Poesia
» REGISTO CIVIL. POESIA REUNIDA
Lisboa, Assírio & Alvim, 2010
Tríptico em negro-azul (a partir de Terrasse à Rome, de Pascal Quignard)
[dois]
Quando há pouco descia do monte aventino cruzei-me
com caravaggio que levava no rosto cores indecisas
talvez as das sombras tomadas das minhas sombras
talvez um pouco do luto que arrastei aventino abaixo
onde vi nos olhos do meu filho o desejo de me matar
também adivinhaste a minha morte assim marie aidelle
leste também nos traços do meu rosto este meu fim?
adivinhaste o horror de eu poder ser morto
por um filho incógnito que me odeia sem me conhecer?

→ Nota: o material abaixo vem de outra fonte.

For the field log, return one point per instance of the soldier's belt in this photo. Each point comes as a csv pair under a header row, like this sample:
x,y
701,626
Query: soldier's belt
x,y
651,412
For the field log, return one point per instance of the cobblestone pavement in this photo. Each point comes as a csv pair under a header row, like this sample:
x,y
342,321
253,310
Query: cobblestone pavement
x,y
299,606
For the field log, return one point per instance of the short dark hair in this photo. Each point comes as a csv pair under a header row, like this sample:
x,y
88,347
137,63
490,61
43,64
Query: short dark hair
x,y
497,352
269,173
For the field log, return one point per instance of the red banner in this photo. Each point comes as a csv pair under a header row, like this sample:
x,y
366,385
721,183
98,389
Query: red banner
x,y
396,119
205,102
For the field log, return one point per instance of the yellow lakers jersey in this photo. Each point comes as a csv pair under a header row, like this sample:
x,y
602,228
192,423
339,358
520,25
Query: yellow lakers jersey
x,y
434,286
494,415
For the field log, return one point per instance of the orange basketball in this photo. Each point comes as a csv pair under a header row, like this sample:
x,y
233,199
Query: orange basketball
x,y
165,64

o que lêem os outros no meu rosto marie?
contei-te muito da minha vida nas gravuras que fiz
fixei os nossos corpos anónimos nas cartas obscenas
vendidas na loja da via giulia com a tabuleta da cruz negra
mas agora perto do fim vejo o tanto que faltou dizer-te
não te disse como cicatrizaste as feridas abertas dentro de mim
não te disse como os meus olhos fechados viam os teus a olhar o meu rosto
nunca te disse a verdadeira cor do teu corpo
a arte é assim fica sempre alguma coisa por dizer
ou talvez não haja nada para dizer ou não se possa
seja como for não to direi agora de maneira alguma
a minha garganta está quase fechada já não respiro
já não tenho força para fazer o buril rasgar a placa de cobre
ou talvez já não tenha qualquer outra coisa ou tudo
não sei
estás à minha espera no terraço?
» TALISMÃ
Lisboa, Assírio & Alvim, 2004
Chove muito e a roupa no estendal está toda molhada
aconchego-me no calor de uma hesitação empírica
depois vou até aos correios olhar estupidamente para os guichês
volto não menos estupidamente para casa sem nada para olhar
e escrevo as cartas atrasadas com os melhores cumprimentos
menos aquela em que te falaria da adequação dos corpos
solitários e da espera sem necessidade de feridas ou sofrimento
e da difícil aprendizagem nos dias chuvosos como o de hoje
seria uma carta sem intervalos nas palavras nem desculpas
seria uma carta breve sobre a arte de perceber o sim e o não
e seria lacrada com a marca dos meus lábios
mas agora o que fazer das nuvens que se rasgam em chuva?
» A REALIDADE INCLINADA
Lisboa, Averno, 2003
Hoje acordei a oferecer-te poemas
dos outros dos grandes espíritos
os das enormes cabeleiras divinas
incandescendo sob as luas negras
lá fora brilhavam os girassóis aturdidos
pela constelação de sóis metálicos
dispersos pelos quatro pontos cardeais
ao pequeno-almoço servi-te sopa de espinafres
e dois carapaus assados em óleo de palma
após o que
da parte de trás da realidade
um pouco inclinada
para a esquerda
surgiu
o gato
da vizinha
para os restos
de poemas.
» MITO, SEGUIDO DE PALAVRAS GRAVADAS NA CALÇADA
Lisboa, & etc, 2001
e agora lembro-me do homem que numa só noite lá em casa fez a minha mãe louca com um filho
e esse homem também se deve lembrar do ofício do meu sapateiro remendão
que uma vez à porta do tribunal lhe talhou no nariz uma conta por saldar
com aquela navalha afiada com que golpeava solas meias-solas e gáspeas
esse homem experimentou a navalha do ofício e é por isso que há no rosto dele uma falha
e é talvez por essa falha no rosto do meu pai que o troquei pelo outro homem
o homem que não admitia qualquer falha numa obra sua bota filha ou neto
(…)
» VENTILADOR
Espinho, Elefante Editores, 2000
Não é que não pense no fim do mês
até já pus o íman no contador
angustia-me tanta energia invisível
penso no fim do mês e da vida
e não sei o que me dói mais
os olhos abertos da minha filha
esperam por saber como perguntar
o teu pai filha ainda espera respostas
ou como construir as perguntas certas
esvai-se a casa e eu com ela
preocupado com as respostas
com as sobras das perguntas
enredo as palavras e embalo-as.
» MUNDO DE AVENTURAS
Évora, atægina, 2000
enraizados no soalho podre.
Neles se sentam as mulheres.
Já não se defendem do exército
dos subterrâneos roedores
esta pequena realeza sem poder
sucumbirá à insanável tristeza.
A casa é um navio abandonado
há muitos séculos no fundo do mar
a peçonha tomou o chão e as paredes.
As mulheres emitem sons desarticulados.
Têm o valor de uma sopa de couves e feijões.
Comerás dela cada trago como um suplício.
Não as nomearás enterrarás os seus nomes
até o tempo apagar deste chão a sua lembrança.